Interstitial cystitis/bladder pain syndrome (IC/BPS) plagues patients and clinicians with its unclear etiology and pathogenesis, and ineffective treatments. Destruction of epithelial tissue and proliferation of interstitial tissue are typical pathological features of IC/BPS, in which epithelial-mesenchymal transition (EMT) may play an important role.
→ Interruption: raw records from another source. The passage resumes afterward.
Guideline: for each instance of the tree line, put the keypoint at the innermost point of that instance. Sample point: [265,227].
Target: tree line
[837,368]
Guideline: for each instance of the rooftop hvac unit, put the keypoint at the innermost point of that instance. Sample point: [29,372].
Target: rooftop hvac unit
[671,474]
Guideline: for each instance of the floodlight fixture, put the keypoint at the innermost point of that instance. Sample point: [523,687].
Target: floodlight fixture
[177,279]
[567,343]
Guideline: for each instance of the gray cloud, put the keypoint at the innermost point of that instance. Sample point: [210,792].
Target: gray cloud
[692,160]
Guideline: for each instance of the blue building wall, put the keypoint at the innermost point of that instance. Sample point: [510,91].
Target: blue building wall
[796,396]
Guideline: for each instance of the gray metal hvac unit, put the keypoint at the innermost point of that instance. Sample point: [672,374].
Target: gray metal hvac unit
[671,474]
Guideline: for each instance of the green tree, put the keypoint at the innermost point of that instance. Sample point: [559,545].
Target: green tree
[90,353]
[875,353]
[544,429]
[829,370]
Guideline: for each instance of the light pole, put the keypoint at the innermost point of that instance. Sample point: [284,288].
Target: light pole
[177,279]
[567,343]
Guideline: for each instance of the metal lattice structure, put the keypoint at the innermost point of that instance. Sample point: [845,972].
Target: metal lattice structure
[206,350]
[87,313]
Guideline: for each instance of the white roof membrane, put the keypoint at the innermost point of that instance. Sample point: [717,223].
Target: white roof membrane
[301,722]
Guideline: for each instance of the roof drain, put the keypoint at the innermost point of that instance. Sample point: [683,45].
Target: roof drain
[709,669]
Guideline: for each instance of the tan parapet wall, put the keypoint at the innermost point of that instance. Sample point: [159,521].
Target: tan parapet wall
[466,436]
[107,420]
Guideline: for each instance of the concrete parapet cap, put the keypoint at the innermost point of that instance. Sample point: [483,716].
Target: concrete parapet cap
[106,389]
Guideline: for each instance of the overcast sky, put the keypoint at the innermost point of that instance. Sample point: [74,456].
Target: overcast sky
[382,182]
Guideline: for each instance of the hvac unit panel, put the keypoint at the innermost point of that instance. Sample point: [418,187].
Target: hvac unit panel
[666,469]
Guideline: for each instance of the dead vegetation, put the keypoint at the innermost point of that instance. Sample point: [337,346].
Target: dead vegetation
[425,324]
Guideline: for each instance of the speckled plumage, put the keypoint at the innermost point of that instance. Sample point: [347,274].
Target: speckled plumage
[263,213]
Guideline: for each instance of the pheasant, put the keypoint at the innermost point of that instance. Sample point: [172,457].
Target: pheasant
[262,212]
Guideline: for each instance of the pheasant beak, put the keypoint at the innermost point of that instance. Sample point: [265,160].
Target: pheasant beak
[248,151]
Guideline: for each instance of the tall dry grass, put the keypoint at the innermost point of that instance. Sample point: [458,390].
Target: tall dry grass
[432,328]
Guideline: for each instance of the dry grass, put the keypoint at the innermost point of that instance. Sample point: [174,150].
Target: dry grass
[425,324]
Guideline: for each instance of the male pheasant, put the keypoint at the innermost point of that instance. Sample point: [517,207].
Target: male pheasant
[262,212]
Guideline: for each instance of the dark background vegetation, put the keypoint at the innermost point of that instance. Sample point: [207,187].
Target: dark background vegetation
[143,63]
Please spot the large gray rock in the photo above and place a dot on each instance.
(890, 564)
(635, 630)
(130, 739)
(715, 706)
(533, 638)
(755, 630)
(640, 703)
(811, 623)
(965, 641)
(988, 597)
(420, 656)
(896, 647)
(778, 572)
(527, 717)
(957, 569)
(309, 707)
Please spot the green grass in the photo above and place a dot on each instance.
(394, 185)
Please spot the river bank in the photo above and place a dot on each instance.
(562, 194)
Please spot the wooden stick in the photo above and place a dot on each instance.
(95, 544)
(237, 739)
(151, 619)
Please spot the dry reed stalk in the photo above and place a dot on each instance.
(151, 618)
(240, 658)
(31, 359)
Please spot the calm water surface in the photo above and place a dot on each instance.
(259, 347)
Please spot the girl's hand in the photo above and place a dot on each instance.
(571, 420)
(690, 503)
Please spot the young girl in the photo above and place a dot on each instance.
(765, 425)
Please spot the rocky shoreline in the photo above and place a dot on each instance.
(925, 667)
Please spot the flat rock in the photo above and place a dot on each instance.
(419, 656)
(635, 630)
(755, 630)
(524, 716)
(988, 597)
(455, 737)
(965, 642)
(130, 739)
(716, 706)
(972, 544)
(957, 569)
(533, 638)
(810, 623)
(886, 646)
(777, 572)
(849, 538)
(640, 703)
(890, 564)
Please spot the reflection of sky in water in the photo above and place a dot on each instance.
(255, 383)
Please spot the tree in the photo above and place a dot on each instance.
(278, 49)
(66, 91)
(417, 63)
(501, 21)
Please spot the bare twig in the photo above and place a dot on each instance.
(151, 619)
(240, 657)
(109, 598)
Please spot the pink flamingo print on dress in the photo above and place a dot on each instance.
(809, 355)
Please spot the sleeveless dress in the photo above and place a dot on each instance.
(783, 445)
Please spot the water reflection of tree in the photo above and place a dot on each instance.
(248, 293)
Both the increased urination frequency observed in mice with acute cystitis induced by cyclophosphamide (CYP) and the disruption of the anti-leakage barrier in urothelial cells induced by LPS are associated with the occurrence of EMT. The expression of heparanase 1 (HPSE) and syndecan-2 (SDC-2) is up-regulated in the bladder mucosa of patients with IC, and both of them can promote the development of EMT. Improvement of lower urinary tract symptoms and restoration of the uroepithelial cell anti-leakage barrier in mice with CYP-induced cystitis after treatment with the HPSE inhibitor OGT2115 and inhibited the development of EMT. We then verified that HPSE binds to SDC-2 and that SDC-2 is a key intermediate protein in the pro-EMT role of HPSE, and that EMT was inhibited by knockdown of SDC-2. SDC-2 exerts its biological function by inhibiting the ubiquitinated degradation of TGF-βR1. Here we identified a novel mechanism by which the HPSE/ SDC-2 axis promotes EMT development and thus causes epithelial dysfunction and altered voiding behavior, providing a new direction for the treatment of IC/BPS.